Not only registered Community designs, but also unregistered designs have protection when they are disclosed in the European Union. Unlike registered designs, unregistered Community designs provide a more limited scope of rights – they only protect against copying. Even an identical work cannot infringe an unregistered Community design if it was independently created.
The most important requirement for a community design is to have ‘individual character’. Every design that is created has protection, as long as it has ‘individual character’. This means that the overall impression of the design must be different to the ‘informed consumer’ than designs made previously made available to the public. The ‘informed user’ was not defined in the EU regulation. In the PepsiCo case the European Court of Justice has established an approach to the ‘informed user’. The ECJ stated that the informed user possesses a certain degree of knowledge with regard to the features which those designs normally include and shows a relatively high degree of attention when he uses them.
In a recent case the ECJ established an approach on the burden of proof of the ‘individual character’. It stated that in order for a court to treat an unregistered Community design as valid, the right holder of that design is not required to prove that it has individual character, but only needs to indicate what constitutes the individual character of that design. This makes the position of an owner of an unregistered Community design quite strong. Nevertheless, the position is not as strong as if he would have a registered Community design, since the scope of rights is very limited and only protects against copying.
The owner of a registered Community design has the possibility to file claims for the destruction of the goods that are infringing the design. The European Court of Justice stated that the resolution should be understood in a way that these claims are governed by the law of the Member State in which the acts of infringement or threatened infringement have been committed, including its private international law. So when starting this procedure of destruction of infringing goods, also national law should be taken into account.
The European Court of Justice also explained what is meant by the notion ‘prevent any third party from using the design’ in the regulation. According to the ECJ a third party can also be a holder of a later registered Community design. This means that when your design is registered in the Community, it is widely protected.

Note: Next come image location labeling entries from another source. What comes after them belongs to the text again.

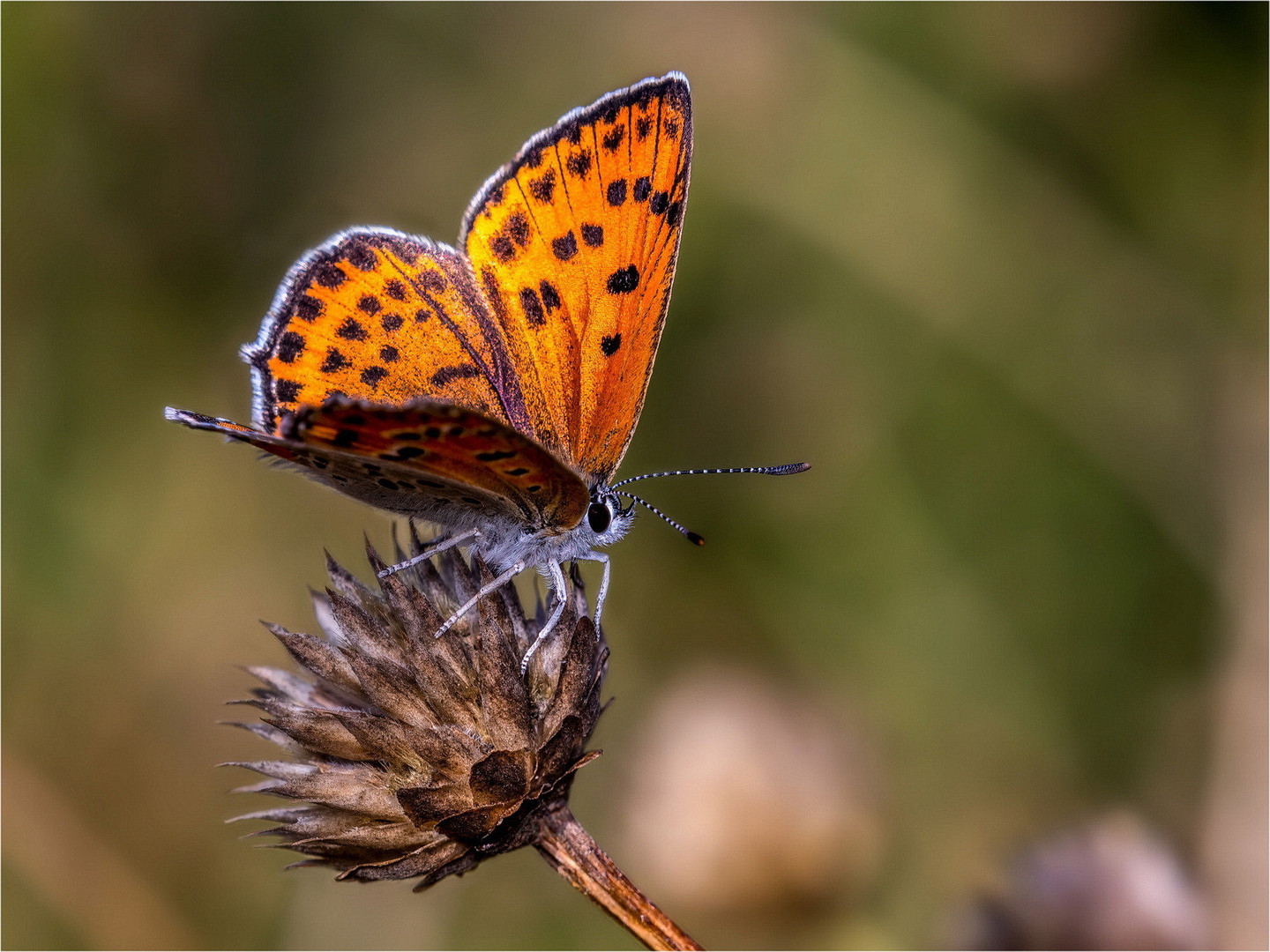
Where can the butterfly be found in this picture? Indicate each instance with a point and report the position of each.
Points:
(493, 389)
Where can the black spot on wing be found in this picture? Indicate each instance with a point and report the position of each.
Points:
(623, 280)
(550, 296)
(308, 308)
(579, 164)
(334, 361)
(542, 188)
(351, 331)
(533, 308)
(290, 346)
(329, 274)
(564, 247)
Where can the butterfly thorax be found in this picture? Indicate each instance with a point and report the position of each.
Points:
(504, 546)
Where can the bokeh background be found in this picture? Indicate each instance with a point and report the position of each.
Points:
(998, 271)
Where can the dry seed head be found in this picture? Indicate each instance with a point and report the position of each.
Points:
(413, 755)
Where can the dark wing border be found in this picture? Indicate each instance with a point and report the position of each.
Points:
(257, 353)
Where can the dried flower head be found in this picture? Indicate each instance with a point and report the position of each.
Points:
(417, 755)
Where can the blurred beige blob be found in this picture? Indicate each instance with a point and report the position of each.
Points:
(746, 799)
(1110, 885)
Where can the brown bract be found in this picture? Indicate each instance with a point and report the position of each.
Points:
(415, 755)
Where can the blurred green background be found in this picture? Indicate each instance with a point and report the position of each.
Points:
(998, 271)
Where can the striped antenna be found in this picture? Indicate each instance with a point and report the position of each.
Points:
(787, 470)
(687, 533)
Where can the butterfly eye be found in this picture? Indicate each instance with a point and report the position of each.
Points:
(598, 517)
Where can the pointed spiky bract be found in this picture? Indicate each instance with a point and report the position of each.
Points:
(415, 755)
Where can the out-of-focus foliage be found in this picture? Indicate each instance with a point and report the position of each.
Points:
(996, 271)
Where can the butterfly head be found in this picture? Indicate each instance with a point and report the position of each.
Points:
(606, 518)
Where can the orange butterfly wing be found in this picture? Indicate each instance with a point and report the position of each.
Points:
(378, 315)
(574, 244)
(424, 458)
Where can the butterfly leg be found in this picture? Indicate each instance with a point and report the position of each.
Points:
(430, 553)
(603, 584)
(557, 588)
(485, 589)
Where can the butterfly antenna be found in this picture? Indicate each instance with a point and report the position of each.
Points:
(787, 470)
(687, 533)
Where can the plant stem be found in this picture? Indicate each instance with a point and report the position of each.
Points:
(576, 856)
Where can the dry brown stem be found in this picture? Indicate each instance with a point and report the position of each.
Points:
(576, 856)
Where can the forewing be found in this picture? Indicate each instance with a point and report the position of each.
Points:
(378, 315)
(574, 244)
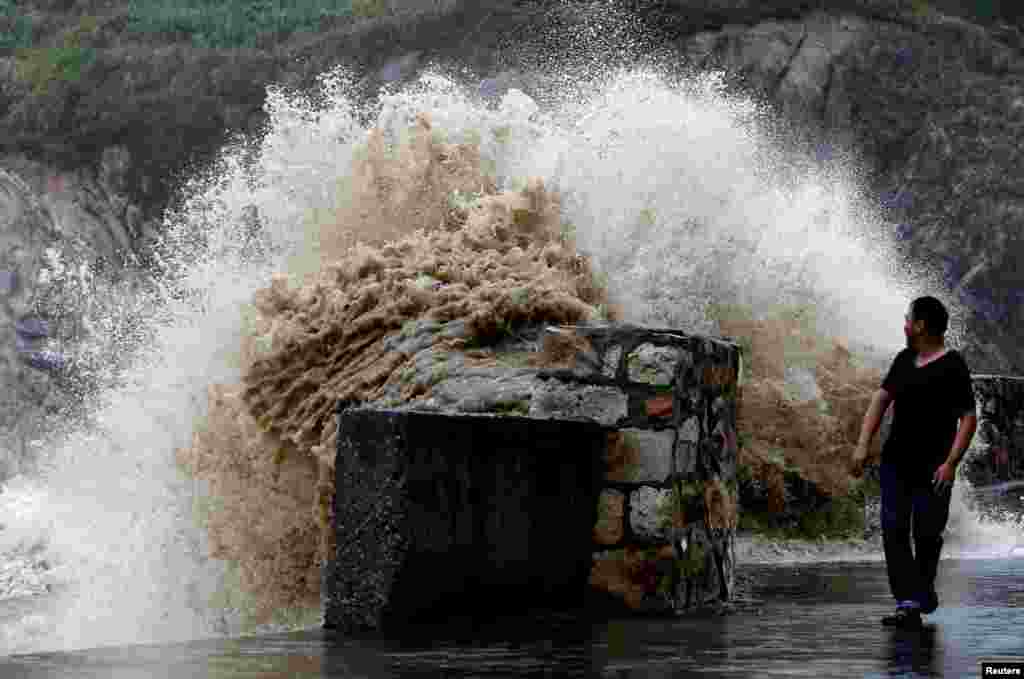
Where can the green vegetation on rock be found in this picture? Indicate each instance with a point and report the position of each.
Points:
(692, 563)
(41, 67)
(17, 32)
(240, 23)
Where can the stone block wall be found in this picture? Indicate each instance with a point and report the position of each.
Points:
(616, 491)
(664, 541)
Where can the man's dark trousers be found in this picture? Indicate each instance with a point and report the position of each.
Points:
(908, 497)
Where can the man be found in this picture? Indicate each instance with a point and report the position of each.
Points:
(931, 392)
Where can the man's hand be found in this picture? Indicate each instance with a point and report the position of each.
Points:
(858, 461)
(942, 480)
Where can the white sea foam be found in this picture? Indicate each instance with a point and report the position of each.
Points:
(672, 187)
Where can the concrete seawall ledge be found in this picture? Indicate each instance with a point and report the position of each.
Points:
(614, 494)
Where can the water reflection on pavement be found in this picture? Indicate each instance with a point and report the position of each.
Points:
(804, 621)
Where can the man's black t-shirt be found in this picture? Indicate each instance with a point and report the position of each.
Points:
(928, 402)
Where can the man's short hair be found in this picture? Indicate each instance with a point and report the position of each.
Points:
(933, 313)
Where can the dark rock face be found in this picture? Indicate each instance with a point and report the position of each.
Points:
(930, 97)
(439, 515)
(996, 455)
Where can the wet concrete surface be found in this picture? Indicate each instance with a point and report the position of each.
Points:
(791, 621)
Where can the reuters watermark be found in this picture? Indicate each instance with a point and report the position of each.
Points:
(1001, 667)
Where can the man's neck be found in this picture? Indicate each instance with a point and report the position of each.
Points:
(928, 350)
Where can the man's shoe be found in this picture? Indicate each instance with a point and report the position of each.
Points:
(903, 618)
(930, 603)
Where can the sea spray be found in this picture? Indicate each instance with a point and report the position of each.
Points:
(668, 187)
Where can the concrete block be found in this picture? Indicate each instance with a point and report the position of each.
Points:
(605, 406)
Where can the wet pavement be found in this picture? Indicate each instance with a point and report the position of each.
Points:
(793, 621)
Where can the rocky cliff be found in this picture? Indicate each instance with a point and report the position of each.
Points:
(928, 96)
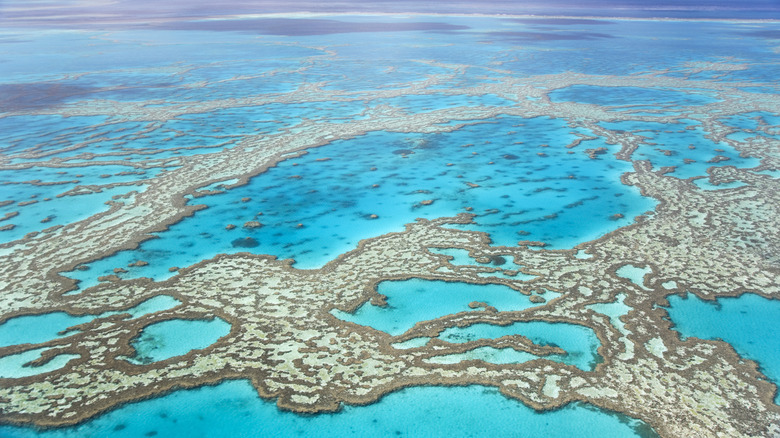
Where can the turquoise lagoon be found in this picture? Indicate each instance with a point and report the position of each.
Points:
(415, 300)
(525, 185)
(493, 168)
(233, 409)
(750, 323)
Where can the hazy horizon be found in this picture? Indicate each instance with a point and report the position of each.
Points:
(97, 13)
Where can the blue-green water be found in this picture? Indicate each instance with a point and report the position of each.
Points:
(525, 183)
(233, 409)
(175, 337)
(416, 300)
(580, 343)
(35, 329)
(333, 191)
(750, 323)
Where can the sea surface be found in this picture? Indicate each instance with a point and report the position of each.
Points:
(515, 174)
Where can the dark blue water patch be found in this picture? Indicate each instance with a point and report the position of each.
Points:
(579, 342)
(175, 337)
(632, 96)
(38, 95)
(320, 205)
(46, 133)
(36, 329)
(682, 145)
(416, 300)
(750, 323)
(233, 408)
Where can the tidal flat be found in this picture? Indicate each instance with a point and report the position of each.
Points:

In the end it pays off to have a registered Community design, because the protection is very wide. The position of an owner of a registered Community design is much stronger than the position of someone who has an unregistered Community design. An unregistered Community design lasts for a period of 3 years from the date on which the design was first made available to the public within the Community. A registered Community design lasts for up to 25 years from the date on which an application for registration was filed, subject to the payment of maintenance fees.